WE
live in a time of great turmoil and change – a time fraught with man’s
destruction of his environment and his world, but a time too, full of promise
for the future.
“The turning of the millennium,” sociologist Kenneth Boulding once wrote,
“marks a middle period of a great transition from a civilized to a
post-civilized society.”
“Science and technology are the bases for this transition. Our present
generation is similar in many respects to ages past. However, it has its own
uniqueness in the extent that man has relied and grown dependent upon technology
and the benefits it has conferred upon us.

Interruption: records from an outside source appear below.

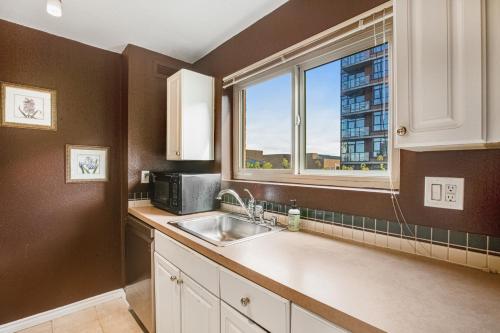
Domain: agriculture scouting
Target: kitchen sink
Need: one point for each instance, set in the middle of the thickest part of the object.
(226, 229)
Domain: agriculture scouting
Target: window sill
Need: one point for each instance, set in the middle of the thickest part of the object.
(380, 184)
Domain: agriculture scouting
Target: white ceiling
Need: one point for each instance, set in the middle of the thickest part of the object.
(183, 29)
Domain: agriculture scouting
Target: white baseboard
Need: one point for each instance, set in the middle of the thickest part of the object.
(42, 317)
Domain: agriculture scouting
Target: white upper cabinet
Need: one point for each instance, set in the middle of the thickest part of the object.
(190, 116)
(439, 63)
(493, 69)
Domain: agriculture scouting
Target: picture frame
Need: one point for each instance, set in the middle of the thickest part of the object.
(29, 107)
(87, 164)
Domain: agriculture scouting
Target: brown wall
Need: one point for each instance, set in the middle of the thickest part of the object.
(59, 243)
(146, 107)
(292, 23)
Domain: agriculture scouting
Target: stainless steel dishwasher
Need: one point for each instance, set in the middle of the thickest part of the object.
(139, 290)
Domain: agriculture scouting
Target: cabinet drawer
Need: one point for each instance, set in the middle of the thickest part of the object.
(267, 309)
(234, 322)
(196, 266)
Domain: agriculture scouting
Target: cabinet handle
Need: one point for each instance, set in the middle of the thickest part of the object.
(401, 131)
(244, 301)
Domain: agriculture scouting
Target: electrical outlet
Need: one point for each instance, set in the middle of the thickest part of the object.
(450, 188)
(450, 197)
(144, 177)
(443, 192)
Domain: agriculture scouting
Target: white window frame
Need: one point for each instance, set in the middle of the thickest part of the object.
(297, 174)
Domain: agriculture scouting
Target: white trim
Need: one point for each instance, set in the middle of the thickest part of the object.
(42, 317)
(298, 174)
(282, 56)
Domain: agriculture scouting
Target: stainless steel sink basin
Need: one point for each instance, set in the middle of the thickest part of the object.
(224, 230)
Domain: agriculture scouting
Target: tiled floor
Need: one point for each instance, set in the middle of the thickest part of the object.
(109, 317)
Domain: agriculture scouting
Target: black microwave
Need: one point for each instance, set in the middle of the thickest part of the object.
(184, 193)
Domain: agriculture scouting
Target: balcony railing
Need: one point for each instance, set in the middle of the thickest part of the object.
(356, 58)
(356, 107)
(355, 132)
(355, 157)
(361, 57)
(356, 82)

We live longer. We can see more of our world. Our thoughts and work can
reach a worldwide audience. Some would even assert that we have finally attained
a significant measure of control over the quality of life
Rachel Carson, in her essay “An Obligation to Endure,” states that until
now, “the history of life on earth has been the history of life on earth has
been the history of interaction between living things and their
environment.
It has only been humankind, which has acquired the significant power and
intelligence to alter the nature of his world. However, the consequences of
change have also been catastrophic.
The destruction of the environment bears witness to man’s folly. Every
year, animal species are continuing on the path of extinction. Likewise,
hundreds of thousands of hectares of rainforests disappear under wanton
aggressive development undertaken in Third World countries. The cities and the
megalopolises of the world are urban centers of pollution and
decay.
The greatest fear Carson has had is that humankind, adaptable beings we
are, will accept passively the continuing destruction of our
world.
If science and technology have enhanced our creative potentials, they
have also enhanced our power to destroy. Is technology then a villain
disguised?
To answer this question, we should not simply look at technology, but we
should also examine the cultural attitudes and values, which have led to and
resulted from technological advances.
For if these attitudes and values have ushered in a favorable environment
for the advancement of science and technology – and made us receptive to the
advancement of modern society – the same values might as well be affecting the
misuse of technology and its failures.
Poet e.e. cummings, a humanist, once ridiculed what he feels as
humankind’s exaggerated sense of self-importance – a factor that governs our use
of technology by advancing the cause of our progress.
He has spoken about the dehumanizing effects of technology and the fact
that technology has increased barriers within society by blinding us to the real
needs and desires of our fellows.
Those who have warned against modern technology’s ability to destroy
values maintain that humankind has already built an “artificial universe” and
has been devoured by that same pseudo-universe. What humankind has failed to
realize is that the same artificial universe it has created is dependent upon
the real world for its continued existence.
Modern technology has now imposed upon us responsibilities at least as
great as the rewards it promises. Thus, those who are scholars of culture and
society should not look with awe and wonder at what humankind has accomplished
with technology.
For modern technology, despite being an extension of humankind and a
product of the creative genius of many men and women, is a tool to which we all
have yet to perfectly come into terms with.